For the Democrats the Central America issue is a confirmation hearing, and they are doing poorly.
The burden on a party that aspires to full national command is to compose a responsible opposition: to move the region toward peace without turning it to Sandinistas in Nicaragua and to the right-wing generals who may reach for power elsewhere if a ''second Cuba'' congeals in Managua.
But the Democrats are into illusion and flabbiness. You could see it in their handling of the Washington visit of Costa Rican President Oscar Arias. It cannot possibly serve Costa Rica for Arias to let the Democrats play him as their brave Latin peace-seeker standing up to the supposedly bellicose Ronald Reagan. But that is Arias's problem. The Democrats have their own problem of narrow partisanship. They are still hung up on yesterday's issue of contra aid, refusing to grant that on that one they have already all but won.

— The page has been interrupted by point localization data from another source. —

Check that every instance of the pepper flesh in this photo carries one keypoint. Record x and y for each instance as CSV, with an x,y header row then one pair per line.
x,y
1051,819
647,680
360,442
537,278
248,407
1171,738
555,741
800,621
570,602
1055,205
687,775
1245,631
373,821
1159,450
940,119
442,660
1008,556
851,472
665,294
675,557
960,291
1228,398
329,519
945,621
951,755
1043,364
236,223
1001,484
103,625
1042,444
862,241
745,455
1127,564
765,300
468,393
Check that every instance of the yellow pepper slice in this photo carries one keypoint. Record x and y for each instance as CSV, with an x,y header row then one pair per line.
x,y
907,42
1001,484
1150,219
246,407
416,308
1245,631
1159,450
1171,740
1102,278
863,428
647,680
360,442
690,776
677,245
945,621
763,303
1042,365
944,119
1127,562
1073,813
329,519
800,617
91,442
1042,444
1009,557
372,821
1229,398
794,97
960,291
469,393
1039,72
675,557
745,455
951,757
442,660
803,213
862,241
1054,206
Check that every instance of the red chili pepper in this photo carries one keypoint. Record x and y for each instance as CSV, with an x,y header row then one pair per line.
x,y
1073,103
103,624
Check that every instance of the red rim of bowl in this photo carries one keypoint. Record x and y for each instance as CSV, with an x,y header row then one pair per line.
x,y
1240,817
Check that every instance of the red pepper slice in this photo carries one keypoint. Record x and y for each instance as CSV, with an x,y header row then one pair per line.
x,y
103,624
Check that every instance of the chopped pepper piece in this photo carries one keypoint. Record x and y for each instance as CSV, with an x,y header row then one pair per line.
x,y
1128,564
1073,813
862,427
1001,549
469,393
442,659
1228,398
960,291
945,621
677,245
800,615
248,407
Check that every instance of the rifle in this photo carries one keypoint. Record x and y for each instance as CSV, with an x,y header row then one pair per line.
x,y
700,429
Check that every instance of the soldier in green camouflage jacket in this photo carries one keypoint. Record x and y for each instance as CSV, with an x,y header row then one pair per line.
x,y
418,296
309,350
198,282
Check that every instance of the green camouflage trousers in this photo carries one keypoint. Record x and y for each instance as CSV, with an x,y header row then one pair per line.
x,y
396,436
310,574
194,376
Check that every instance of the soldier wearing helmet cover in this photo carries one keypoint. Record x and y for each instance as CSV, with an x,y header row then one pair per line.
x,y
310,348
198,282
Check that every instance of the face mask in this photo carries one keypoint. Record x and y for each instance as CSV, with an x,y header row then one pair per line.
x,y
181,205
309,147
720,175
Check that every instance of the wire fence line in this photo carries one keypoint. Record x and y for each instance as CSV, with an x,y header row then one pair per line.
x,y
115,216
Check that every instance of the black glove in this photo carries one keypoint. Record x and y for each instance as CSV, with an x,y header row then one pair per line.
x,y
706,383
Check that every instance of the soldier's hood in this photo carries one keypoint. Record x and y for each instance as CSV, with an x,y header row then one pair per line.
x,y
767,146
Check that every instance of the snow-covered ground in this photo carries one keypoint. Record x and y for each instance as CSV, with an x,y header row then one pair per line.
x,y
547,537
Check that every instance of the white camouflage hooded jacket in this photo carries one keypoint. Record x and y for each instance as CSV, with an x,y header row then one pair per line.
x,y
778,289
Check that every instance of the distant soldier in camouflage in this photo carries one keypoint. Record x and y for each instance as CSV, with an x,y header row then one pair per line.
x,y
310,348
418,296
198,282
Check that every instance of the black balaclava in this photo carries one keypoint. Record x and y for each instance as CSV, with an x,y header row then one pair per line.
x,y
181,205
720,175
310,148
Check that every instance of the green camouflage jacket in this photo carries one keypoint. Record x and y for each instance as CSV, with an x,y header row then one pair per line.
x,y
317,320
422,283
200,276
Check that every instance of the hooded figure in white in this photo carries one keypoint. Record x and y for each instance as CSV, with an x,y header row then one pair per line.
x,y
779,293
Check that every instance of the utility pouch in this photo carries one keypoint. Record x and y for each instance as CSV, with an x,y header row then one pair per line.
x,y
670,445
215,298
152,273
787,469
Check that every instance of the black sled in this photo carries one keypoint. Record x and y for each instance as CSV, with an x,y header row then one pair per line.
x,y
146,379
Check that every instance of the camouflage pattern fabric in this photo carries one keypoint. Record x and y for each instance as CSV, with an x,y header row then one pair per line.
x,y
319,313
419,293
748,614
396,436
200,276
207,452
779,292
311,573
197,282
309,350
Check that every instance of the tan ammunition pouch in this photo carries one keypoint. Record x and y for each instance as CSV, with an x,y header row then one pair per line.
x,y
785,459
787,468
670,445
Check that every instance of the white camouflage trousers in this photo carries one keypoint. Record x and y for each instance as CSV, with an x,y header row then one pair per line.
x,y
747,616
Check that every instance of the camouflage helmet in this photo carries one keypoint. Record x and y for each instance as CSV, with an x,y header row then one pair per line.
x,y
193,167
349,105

Meanwhile, they evade today's issue, which is to make sure Daniel Ortega keeps his peace pledges of Aug. 7. They ignore that while Reagan's opposition possesses effective parliamentary weapons to check his ambitions, Ortega's opposition possesses no similar weapons, and that Ortega can only be held to the mark, if at all, by moral and political pressures exerted by the other Latins and reinforced by the United States.
To the Reagan administration's insistence on holding the club of contra aid over the Sandinistas, Democrats ought to respond that the way to ensure compliance is to mobilize hemispheric democratic pressure on Ortega. Is that enough? No honest person can be sure but the Democrats are not being honest. They simply thrust blame on Reagan for clinging to the faded idea of contra aid and leave the way open for a cost-free Ortega default.
Arias keeps saying -- to resounding Democratic echoes -- that contra aid hands the Sandinistas endless alibis for their depredations against liberty. He is right, but only half right. Contra aid is a crutch for the Sandinistas, but it is also a lever pressing on them, the most important reason they signed on the line on Aug. 7.
The double nature of contra aid has broad implications. For the administration, it opens an opportunity to trade off aid for Nicaragua's ending of its menacing military ties to Cuba and the Soviet Union. This vital project lies beyond the reach of the Central America peace plan and can only be tackled in American-Nicaraguan discussions of the sort Washington so far spurns. Smart Democrats would make such pursuit of the American security interest their leading cause.
To the Democrats, however, the requirement is different. If you dismiss all contras as ''mercenaries'' and ''terrorists'' -- as so many Democrats instinctively and unreflectively do, censoring out the authentic democratic element and the simple-peasant base -- then you will feel no obligation to demand that the Sandinistas ''pay'' for the ending of contra aid by making democratic reforms.
But -- whatever you feel about the contras -- if you regard contra aid as a factor of great weight in the overall equation, you will insist that the Sandinistas, in return for being freed from military threat, compensate by moving toward a more open, pluralistic society.
People will continue to argue over the absolute and relative efficacy of military pressure and moral pressure on Daniel Ortega. But the evident Democratic position -- end military pressure, apply practically no moral pressure -- is indefensible posturing.
Ortega is shamelessly playing the Congress: he gave back two human rights figures he had unjustly imprisoned to a visiting liberal Democratic senator, Tom Harkin, who was excessively grateful, and he staged a confrontation with a Republican conservative, Bob Dole, who sort of asked for it but whom Ortega would have been wiser to soothe.
Congress, especially the Democrats, ought to play Ortega. They should realize he uses them not simply to close down contra aid but to help him make peace on his own comfortable terms. Half the House Democrats wrote Reagan the other day saying his interest in contra aid could scuttle peace. Did it not occur to some of them to write Daniel Ortega saying that his interest in power could scuttle democracy? Feeling guilty isn't enough.